This startup acquisition announcement does not exist

14 July 2020

I built this website for generating startup acquisition announcements.

You can't go on a mission without doing something.
— 🤖

Why

I’ve been following Our Incredible Journey, which collects announcement posts from startups that have been acquired by mega tech companies. In each post the founders struggle to contain their excitement and express endless gratitude to their users.

But, inevitably stuffed into the last paragraph of the blog post is the announcement that the service is being shut down in like a week even though the founders are millionaires now on the back of their users’ loyalty.

The tone is totally inappropriate for the message. In fact, the posts are so formulaic and impersonal that they may as well be generated.

It's been a while since we've had a good idea of what we're doing
— 🤖

Dataset

First I needed a dataset of announcements to train on. Copy-pasting each article from Our Incredible Journey into a text file saved me from doing a bunch of time-consuming automation. I ended up with 174 blog posts.

I removed personal details (names, phone numbers etc), which were getting regurgitated by overly-retentive AI. I replaced the startup name, buyer name, and shutdown date with tokens. Finally, I split each post into three parts: the title, post body, and signature.

9 of the 174 posts contain the text “incredible journey”. 2 misspell “acquired” as “aqcuired”, which is a much better success rate than I achieved in the first draft of this blog post

I am a very small business owner and I am extremely excited about the future of our business.
— 🤖

Modelling

Next, I needed three models to generate text: one for each of the post title, post body, and signature. Because each post has a similar subject and tone, these models could be independent.

I started off using a Markov model. They were all the rage 10 years ago for generating Kanye West lyrics, but the results were poor when applied to long-form data like blog posts: they just don’t make sense and are clearly non-human:

We will be more excited to join $buyer_name as they always been an incredible journey and we hope you continue to get their hard at $buyer_name to help make the transition easier by doing.

There’s been a lot of buzz around GPT-2 for text synthesis, and after giving it a shot I can see why: it works exceedingly well, heaps better than I had expected, with very little tweaking needed. The generated sentences are coherent, and the model really captures the overall structure of typical blog posts (we’ve been acquired! → our buyer is the greatest → we’re shutting down the servers → thanks users and investors).

I wanted to fit the model enough be able to parrot back the in the style of repetitive blog posts, but not so much that it would store actual phrases from the training data. I used the 335M model, fine-tuned for 100 steps at a learning rate of 5e-5, then generated posts with a fairly high temperature of 1.2. This notebook by minimaxir made everything much easier.

Results were largely excellent, however there was a lot of drivel too. Personal information:

If you still wish to access your data please call [redacted phone number of a car mechanic in Florida].
— 🤖

possible self-awareness:

I am a young man and I am a woman
— 🤖

Oh, my God, my God, my God, my God, my God, my God, my God, my God, my God, my God, my God.
— 🤖

but mostly just junk:

<\/thetitle><\!-- * * * * * * * * *
— 🤖

Because my AI clearly can’t be trusted to run unattended I generated a few hundred samples for the title, body, and signature, and manually removed samples that were rubbish.

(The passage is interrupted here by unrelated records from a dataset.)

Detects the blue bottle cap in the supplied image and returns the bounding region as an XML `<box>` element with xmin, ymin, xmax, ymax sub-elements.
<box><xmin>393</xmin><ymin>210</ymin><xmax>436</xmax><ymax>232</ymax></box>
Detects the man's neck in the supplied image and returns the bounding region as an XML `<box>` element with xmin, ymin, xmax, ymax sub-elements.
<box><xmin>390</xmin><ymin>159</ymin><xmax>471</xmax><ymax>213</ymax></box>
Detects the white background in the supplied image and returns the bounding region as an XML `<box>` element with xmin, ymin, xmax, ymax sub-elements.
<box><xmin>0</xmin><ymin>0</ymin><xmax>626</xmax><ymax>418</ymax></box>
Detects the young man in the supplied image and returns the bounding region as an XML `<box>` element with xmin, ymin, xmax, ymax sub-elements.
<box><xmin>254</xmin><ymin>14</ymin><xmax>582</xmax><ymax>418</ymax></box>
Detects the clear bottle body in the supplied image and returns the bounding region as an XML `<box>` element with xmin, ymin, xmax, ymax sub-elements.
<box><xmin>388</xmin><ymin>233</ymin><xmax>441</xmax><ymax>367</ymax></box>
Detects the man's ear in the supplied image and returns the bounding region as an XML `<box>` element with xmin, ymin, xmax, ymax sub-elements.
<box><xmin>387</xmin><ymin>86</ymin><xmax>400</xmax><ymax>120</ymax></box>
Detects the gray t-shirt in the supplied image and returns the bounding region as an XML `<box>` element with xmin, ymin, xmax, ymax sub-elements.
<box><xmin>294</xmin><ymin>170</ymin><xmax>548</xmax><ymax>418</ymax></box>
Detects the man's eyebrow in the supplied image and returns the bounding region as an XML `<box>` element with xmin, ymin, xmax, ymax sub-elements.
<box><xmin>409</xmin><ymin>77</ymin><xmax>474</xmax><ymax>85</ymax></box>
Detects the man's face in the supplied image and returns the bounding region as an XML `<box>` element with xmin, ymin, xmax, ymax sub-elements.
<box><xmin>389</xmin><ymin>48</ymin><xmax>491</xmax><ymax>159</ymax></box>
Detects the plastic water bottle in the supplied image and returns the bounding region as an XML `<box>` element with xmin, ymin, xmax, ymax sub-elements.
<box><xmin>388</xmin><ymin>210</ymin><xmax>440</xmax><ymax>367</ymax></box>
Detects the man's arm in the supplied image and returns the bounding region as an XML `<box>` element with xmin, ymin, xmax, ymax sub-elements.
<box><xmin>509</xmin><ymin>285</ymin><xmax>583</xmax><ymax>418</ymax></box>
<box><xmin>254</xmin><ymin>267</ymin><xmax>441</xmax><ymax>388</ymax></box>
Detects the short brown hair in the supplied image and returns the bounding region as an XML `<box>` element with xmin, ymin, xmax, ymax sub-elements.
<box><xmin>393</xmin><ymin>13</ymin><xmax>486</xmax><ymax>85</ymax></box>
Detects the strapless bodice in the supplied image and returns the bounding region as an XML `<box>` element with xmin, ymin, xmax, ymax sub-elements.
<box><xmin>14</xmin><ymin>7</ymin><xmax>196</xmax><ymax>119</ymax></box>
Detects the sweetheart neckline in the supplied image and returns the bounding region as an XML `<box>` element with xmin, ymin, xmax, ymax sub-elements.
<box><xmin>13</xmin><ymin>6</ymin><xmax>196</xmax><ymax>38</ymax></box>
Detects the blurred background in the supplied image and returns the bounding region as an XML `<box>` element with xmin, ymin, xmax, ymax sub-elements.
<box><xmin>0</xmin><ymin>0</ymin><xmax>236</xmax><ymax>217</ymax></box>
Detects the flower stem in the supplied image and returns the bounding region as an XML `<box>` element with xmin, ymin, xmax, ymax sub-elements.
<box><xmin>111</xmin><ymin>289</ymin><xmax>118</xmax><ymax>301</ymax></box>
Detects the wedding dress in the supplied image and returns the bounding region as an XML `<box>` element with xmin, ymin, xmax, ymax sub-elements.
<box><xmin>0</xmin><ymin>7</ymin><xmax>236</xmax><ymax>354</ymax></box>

The time has come for $company_name to stop being a joke.
— 🤖

Startup names

While the posts and signatures are generated by NNs at the world level, I couldn’t get one to work well enough to generate startup names at the character level. Instead, I drew names from three different sources:

thisworddoesnotexist.com, a GPT2-powered word generator.
A list of acquired/defunct Y-combinator startups.
Some business name generator website.

See if you can guess which name comes from where.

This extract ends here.